全国に50店舗以上あるので各地域の人でも通えるので、貴重なスタジオです。

詳細はこちら

ルーシーダットンが学べるDVD、本

ヨガ同様に、やはり動きを確認しながらのほうが覚えやすいでしょう。細かいところの姿勢や動き、流れもDVDがあればよくわかります。

DVDでわかるルーシーダットン 決定版52ポーズ

◯『DVDでわかるルーシーダットン 決定版52ポーズ』(WAVE出版)

著者は日本ルーシーダットン普及連盟代表の古谷暢基さんです。タイトル通りに、ルーシーダットンの代表的なポーズ52種類が解説されています。もちろんすべて付属のDVDにも収められています。特に体の歪みを直したり、部分やせを実現するためのポーズがたくさん採り上げられています。

ルーシーダットンで15秒ダイエット

『ルーシーダットンで15秒ダイエット―DVDではじめるタイ古式ストレッチ』 (MCプレス)

MOOK本になっていますが50ページほどなので、DVDが中心です。また、DVDだけでわかるようになっています。選び抜かれた20ポーズが採り上げられています。

まとめ

「ヨガの一種」と紹介されることも多いルーシーダットンですが、正確にいえば違います。また、どちらがいいかは簡単にいえないものの、「瞑想を意識しなくていい」「上級まで進んでもアクロバットみたいなポーズはない」といったのをメリットに感じる人も多いのではないでしょうか。

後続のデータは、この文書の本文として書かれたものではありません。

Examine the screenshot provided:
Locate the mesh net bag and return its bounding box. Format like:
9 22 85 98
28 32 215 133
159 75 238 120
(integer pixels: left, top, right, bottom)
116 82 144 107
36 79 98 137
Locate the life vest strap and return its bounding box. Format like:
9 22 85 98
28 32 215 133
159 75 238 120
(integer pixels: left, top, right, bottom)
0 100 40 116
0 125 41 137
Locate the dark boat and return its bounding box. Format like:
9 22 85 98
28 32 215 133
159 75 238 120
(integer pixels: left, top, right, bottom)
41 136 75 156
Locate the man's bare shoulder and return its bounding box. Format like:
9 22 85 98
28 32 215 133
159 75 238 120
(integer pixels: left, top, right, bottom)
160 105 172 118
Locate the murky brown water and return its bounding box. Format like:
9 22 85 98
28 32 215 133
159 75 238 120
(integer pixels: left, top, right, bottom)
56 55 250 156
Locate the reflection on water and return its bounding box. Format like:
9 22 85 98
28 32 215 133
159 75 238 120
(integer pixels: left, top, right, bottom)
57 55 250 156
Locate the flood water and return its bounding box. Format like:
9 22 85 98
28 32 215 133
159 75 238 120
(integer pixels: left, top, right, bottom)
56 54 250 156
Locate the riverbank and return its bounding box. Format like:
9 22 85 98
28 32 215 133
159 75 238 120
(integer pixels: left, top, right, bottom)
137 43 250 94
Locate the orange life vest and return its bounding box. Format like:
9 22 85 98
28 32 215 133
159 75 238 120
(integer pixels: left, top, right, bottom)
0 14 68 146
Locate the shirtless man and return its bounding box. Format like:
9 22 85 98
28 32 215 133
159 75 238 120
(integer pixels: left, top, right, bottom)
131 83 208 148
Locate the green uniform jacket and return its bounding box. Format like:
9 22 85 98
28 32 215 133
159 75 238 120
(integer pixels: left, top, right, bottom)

ヨガに敷居の高さを感じる人の多くは、リハビリに起源を持ち、ヨガの要素も取り入れられているピラティスに向かうようです。そういった場合、ルーシーダットンも選択肢に入れてみましょう。ルーシダットン専門のスタジオや、ヨガスタジオの中でレッスンを用意しているところやルーシーダットンをマスターしているインストラクターも増えています。